Diagnosis of soft tissue lesions requires identification of the cysticercus in the involved tissue by histopathology, Computer Tomography (CT) and/or Magnetic Resonance Imaging (MRI). If the cyst has calcified, routine imaging (X-ray) can detect it. For soft tissue involvement, plain films may reveal multiple calcified “puffed-rice” lesions; however MRI gives specific findings [10]. X-Ray of the striated muscles showed soft tissue shadow in 2 cases only. MRI could be done in one case only where the parasite could be identified. All the cases in the present study were proved by histopathological examination. Grossly the cyst is oval, white to opalescent, upto 1.5cm long and contains invaginated scolex and hooklets. Many a times the whole parasite may not be visible and only the outer cuticular layer or areas of dead parasite with or without calcification were observed. Two of our cases posed similar diagnostic difficulty by way of the entire parasite not represented in histopathological section and only a part of the larva could be identified.

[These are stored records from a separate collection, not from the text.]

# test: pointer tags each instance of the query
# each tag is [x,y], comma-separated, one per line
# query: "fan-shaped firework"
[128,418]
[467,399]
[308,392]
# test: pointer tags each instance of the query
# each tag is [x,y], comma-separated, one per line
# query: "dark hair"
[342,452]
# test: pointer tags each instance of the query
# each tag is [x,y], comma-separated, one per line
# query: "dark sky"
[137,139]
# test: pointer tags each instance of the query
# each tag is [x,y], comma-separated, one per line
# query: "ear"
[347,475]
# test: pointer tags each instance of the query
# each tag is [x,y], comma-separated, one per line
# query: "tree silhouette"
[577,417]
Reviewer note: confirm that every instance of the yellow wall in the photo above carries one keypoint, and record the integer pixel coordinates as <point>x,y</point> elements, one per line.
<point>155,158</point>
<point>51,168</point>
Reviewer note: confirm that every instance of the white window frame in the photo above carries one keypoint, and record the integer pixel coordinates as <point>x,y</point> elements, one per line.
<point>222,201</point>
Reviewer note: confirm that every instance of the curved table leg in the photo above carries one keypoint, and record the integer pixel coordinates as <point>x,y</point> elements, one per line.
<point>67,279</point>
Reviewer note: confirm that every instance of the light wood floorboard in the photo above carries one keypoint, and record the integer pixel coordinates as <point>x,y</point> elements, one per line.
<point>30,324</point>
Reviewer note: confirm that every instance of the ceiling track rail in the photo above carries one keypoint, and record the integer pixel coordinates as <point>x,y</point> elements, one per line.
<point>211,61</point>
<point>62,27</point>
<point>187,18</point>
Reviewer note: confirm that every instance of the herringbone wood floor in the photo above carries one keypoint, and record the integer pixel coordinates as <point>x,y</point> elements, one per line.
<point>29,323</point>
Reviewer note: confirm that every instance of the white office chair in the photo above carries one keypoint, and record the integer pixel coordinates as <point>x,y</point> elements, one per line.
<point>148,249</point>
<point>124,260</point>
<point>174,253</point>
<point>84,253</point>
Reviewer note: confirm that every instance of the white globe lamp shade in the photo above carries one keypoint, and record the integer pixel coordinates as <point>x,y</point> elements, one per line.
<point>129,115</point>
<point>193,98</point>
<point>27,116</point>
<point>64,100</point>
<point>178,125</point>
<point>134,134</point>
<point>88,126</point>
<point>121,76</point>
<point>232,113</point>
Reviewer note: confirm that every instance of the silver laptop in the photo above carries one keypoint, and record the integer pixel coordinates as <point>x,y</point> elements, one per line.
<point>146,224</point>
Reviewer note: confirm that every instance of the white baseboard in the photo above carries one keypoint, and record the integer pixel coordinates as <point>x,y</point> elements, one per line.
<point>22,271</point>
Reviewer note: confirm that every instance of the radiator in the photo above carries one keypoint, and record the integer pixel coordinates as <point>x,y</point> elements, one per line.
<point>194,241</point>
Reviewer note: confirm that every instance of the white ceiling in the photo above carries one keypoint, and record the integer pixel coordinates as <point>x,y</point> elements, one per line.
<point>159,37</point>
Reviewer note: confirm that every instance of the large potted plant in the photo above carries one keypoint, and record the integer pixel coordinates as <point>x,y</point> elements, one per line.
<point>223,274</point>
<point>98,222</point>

Asymptomatic patients with calcified soft tissue or neural lesions generally require no treatment. For symptomatic patients Praziquantel and/or Albendazole are effective. For ocular, ventricular and spinal lesions surgical resection is the best. Soft tissue lesion if symptomatic or cosmetically bad should be surgically excised.
Prevention
The major means of preventing infection is proper cooking of pork followed by minimizing the opportunities for ingestion of contaminated faeces by good personal hygiene and effective faecal disposal.
Conclusion
Cysticercosis is a global public-health problem, especially in developing countries including India. It is considered as a “biological marker” of social and economic development. Since cysticercosis is a preventable and eradicable disease, appropriate measures like health education, mass awareness, better medical facilities, mass treatment of T. solium carriers, and restriction on sale of contaminated pork may help to reduce the disease burden in the endemic areas. It is important to carry out a detailed medical evaluation in every case, in order to exclude the presence of the parasite at other sites especially while examining biopsies from the eye, striated muscles and soft tissues.